Coarse-graining and compounding as monads

TL;DR

This paper formulates coarse-graining and sequential experiments as monads within a probabilistic framework, revealing their interactions and implications for interference effects and quantum-logical structures.

Contribution

It introduces a monadic formulation of coarse-graining and sequential experiments, connecting them via a distributive law to model their combined effects.

Findings

Distributive law links coarse-graining and sequential measurement monads.

Characterization of algebras for these monads.

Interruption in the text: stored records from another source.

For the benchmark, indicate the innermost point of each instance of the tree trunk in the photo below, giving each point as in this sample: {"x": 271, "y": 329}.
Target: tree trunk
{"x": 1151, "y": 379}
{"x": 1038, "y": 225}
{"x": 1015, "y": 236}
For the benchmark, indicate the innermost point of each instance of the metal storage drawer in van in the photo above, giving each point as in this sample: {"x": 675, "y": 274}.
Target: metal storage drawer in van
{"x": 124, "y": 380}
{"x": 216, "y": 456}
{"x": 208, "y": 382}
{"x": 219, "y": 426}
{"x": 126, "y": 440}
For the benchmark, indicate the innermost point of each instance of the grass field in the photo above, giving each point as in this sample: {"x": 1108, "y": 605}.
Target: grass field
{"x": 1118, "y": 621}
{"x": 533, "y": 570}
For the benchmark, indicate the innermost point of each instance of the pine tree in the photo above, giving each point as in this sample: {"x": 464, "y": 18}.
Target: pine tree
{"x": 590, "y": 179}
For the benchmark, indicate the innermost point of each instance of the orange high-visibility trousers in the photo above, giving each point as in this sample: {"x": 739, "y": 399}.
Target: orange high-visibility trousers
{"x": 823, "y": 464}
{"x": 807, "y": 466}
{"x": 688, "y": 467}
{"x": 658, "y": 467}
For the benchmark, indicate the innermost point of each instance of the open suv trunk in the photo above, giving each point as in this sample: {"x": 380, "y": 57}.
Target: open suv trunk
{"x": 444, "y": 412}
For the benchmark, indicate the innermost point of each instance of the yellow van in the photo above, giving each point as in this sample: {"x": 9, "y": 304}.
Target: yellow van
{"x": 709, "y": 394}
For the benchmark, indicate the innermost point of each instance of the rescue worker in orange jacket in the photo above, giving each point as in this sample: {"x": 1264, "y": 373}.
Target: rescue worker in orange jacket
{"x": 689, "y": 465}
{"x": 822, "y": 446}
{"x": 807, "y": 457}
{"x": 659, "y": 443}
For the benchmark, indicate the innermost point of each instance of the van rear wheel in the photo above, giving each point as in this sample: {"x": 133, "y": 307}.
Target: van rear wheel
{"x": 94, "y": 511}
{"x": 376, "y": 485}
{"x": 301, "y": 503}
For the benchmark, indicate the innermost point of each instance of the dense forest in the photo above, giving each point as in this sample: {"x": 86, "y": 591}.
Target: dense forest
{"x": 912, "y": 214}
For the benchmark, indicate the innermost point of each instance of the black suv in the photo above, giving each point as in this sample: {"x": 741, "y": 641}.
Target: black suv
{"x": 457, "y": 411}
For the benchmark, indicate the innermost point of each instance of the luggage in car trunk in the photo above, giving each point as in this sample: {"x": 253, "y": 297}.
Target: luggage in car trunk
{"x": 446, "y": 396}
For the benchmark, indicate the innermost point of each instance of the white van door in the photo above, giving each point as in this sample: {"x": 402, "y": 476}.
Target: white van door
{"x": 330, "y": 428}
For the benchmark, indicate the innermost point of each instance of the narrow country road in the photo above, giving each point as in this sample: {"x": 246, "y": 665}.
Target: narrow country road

Insights into interference effects and quantum-logical connections.

Abstract

Two very basic constructions involving experimental procedures are the formation of coarse-grained versions of experiments, and the formation of branching sequential experiments. The latter allow for the conditioning of states on the results of previous measurements. When one conditions on the results of different coarse-grainings of the same previous experiment, the possibility of interference effects arises. Here, I show how to formulate both constructions in terms of monads on a suitable category of (general) probabilistic models. Moreover, I show that these are connected by distributive law, allowing for a composite monad describing the closure of a probabilistic model under both coarse-graining and sequential measurement. Algebras for all three monads are characterized; lessons are drawn regarding the possibility of interference and also regarding the formation of sequential products of effects; and connections are made with some themes from the older quantum-logical literature.